The prime minister and former president Barack Obama were at loggerheads for years over the Iranian issue.
Netanyahu said that he will not be silent in the face of those saying they want to destroy the Jewish people or Jewish state.
“I haven’t been silent, and we don’t intend to be inactive either,” he said. “We don’t merely intend to speak out but we will take all the measures we need to defend ourselves, and we will take all the measures necessary to prevent Iran from getting the means of mass murder to carry out their horrible plans.”
Netanyahu noted that “the regime that spawned the Holocaust ended up in the dustbin of history,” saying that this is a lesson for Iran and all enemies of the Jewish people and the Jewish state.
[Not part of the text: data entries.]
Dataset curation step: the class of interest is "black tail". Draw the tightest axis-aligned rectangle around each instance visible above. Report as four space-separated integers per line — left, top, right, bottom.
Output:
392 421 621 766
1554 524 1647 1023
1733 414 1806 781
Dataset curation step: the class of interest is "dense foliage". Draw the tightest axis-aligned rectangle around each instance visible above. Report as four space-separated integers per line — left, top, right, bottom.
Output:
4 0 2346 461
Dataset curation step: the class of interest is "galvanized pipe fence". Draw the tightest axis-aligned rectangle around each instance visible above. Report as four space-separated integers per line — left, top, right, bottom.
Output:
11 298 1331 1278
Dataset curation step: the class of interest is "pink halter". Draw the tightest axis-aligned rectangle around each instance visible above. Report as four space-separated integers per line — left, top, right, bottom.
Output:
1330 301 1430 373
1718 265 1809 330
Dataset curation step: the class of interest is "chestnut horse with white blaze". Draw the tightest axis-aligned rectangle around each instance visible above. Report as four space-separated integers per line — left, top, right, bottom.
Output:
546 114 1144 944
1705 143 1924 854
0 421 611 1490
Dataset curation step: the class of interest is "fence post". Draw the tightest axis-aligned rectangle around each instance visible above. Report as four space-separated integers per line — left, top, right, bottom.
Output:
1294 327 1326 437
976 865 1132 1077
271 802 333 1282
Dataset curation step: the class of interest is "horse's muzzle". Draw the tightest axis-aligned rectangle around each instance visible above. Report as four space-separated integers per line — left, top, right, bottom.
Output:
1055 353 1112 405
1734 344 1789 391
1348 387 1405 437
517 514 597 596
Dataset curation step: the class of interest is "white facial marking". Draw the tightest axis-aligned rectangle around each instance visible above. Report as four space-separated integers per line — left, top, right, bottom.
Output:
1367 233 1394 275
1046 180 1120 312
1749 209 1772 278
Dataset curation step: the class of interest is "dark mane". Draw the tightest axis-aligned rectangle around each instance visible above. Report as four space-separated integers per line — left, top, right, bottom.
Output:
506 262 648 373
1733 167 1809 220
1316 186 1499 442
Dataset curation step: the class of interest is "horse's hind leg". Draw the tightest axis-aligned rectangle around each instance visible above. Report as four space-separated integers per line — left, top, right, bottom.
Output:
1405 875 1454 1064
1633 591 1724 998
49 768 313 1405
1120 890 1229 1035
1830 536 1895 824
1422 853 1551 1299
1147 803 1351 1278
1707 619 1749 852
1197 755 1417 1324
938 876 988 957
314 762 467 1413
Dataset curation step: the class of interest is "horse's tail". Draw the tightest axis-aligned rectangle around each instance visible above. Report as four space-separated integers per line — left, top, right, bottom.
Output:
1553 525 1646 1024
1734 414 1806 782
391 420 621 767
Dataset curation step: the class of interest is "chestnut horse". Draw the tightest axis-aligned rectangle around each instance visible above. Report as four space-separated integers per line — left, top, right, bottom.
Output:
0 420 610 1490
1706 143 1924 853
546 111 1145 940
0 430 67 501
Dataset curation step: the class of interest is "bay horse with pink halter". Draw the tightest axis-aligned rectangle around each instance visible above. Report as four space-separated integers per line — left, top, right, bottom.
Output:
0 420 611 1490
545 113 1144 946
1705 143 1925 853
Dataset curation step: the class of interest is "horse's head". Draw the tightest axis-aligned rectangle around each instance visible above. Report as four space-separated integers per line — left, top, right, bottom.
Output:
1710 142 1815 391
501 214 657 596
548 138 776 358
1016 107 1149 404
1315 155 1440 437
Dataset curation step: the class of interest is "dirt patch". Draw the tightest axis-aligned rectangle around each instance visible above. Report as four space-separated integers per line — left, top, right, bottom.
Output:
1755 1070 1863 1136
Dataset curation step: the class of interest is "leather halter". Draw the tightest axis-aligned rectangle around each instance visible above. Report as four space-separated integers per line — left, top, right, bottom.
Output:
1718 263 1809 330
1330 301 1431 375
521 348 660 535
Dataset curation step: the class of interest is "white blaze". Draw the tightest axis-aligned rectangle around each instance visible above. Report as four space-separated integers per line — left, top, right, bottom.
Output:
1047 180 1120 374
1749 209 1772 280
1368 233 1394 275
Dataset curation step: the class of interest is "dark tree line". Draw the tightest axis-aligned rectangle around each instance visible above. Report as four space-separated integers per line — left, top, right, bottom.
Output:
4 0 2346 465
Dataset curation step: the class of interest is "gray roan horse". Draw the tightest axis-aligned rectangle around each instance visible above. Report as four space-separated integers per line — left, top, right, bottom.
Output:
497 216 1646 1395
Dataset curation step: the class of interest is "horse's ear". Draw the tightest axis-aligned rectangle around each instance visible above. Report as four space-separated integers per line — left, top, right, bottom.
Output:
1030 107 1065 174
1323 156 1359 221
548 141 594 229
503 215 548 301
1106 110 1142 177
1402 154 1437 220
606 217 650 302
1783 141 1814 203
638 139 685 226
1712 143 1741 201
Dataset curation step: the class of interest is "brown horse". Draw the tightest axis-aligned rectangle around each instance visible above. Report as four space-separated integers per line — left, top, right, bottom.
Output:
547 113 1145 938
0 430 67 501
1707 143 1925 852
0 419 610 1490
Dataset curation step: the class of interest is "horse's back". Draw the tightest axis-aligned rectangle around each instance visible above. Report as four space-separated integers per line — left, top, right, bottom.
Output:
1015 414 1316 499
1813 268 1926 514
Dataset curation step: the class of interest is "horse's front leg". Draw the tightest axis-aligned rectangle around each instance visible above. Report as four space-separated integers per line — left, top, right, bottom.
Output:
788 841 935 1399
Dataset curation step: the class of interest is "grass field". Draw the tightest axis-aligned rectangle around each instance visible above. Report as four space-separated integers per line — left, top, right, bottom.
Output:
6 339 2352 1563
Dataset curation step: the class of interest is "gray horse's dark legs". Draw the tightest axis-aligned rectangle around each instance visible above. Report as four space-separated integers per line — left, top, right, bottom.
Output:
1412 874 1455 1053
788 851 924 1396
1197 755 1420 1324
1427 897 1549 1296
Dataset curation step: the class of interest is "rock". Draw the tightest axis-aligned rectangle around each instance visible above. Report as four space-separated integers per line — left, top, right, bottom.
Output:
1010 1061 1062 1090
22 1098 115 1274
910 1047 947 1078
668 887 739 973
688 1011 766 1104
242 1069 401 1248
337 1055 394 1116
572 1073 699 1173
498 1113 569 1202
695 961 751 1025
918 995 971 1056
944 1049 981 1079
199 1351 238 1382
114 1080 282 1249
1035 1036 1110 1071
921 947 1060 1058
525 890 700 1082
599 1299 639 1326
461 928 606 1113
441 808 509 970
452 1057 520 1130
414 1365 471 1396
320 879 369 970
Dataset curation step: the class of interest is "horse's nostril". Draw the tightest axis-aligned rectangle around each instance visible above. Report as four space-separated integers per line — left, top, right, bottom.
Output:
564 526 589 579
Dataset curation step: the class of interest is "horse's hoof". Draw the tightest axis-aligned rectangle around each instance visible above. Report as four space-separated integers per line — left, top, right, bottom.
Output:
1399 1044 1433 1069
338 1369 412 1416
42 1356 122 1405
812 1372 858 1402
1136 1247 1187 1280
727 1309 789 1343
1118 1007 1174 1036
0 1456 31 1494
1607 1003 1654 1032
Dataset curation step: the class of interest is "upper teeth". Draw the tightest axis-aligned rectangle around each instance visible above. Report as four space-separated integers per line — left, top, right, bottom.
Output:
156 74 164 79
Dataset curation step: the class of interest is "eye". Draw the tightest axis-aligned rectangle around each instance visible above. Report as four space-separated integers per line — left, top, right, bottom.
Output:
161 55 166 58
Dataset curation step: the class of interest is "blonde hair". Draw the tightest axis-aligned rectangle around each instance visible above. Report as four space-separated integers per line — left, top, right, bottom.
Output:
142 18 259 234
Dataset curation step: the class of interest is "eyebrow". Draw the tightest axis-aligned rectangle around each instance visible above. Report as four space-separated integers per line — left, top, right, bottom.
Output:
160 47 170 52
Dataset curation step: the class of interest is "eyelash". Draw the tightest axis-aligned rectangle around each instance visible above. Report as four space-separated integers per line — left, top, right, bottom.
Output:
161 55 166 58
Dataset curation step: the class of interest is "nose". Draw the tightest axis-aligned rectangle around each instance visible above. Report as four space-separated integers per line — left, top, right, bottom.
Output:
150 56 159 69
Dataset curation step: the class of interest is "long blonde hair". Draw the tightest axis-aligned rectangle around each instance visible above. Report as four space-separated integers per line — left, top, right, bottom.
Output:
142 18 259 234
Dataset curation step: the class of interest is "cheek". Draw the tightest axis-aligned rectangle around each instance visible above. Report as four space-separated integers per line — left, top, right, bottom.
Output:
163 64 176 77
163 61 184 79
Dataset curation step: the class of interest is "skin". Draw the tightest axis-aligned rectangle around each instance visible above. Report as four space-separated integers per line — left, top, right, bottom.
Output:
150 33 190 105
Meanwhile, the United Nations will hold a ceremony in the General Assembly on Friday to mark the day. The event will include speeches by the Secretary- General Antonio Guterres, General Assembly President Peter Thomson; Israel’s Ambassador to the UN Danny Danon; and Deputy Permanent Representative of the United States to the UN Michele Sison.
The keynote speech will be delivered by Auschwitz survivor and Israeli journalist Noah Klieger, 90, who has dedicated his life to educating the next generations about the horrors of the Holocaust.
“The UN must take a leading role in combating antisemitism and preserving the memory of the Holocaust,” Danon said.
“The members of the UN must all pledge to speak out against hate and never allow the parliament of nations to become a platform for the promotion of intolerance.”
Last week, Guterres spoke at an annual Saturday morning service in memory of the victims of the Holocaust at Manhattan’s Park East Synagogue and told worshipers he would be on the front lines of denouncing antisemitism and condemning all forms of expressions of it. He pledged to work so “the Holocaust will never be forgotten.
“Antisemitism is not a question about religion, but a manifestation of racism,” the secretary-general stated, adding that he is troubled by the “new forms and expressions” of hatred against Jews, which shows that “antisemitism is alive and well.”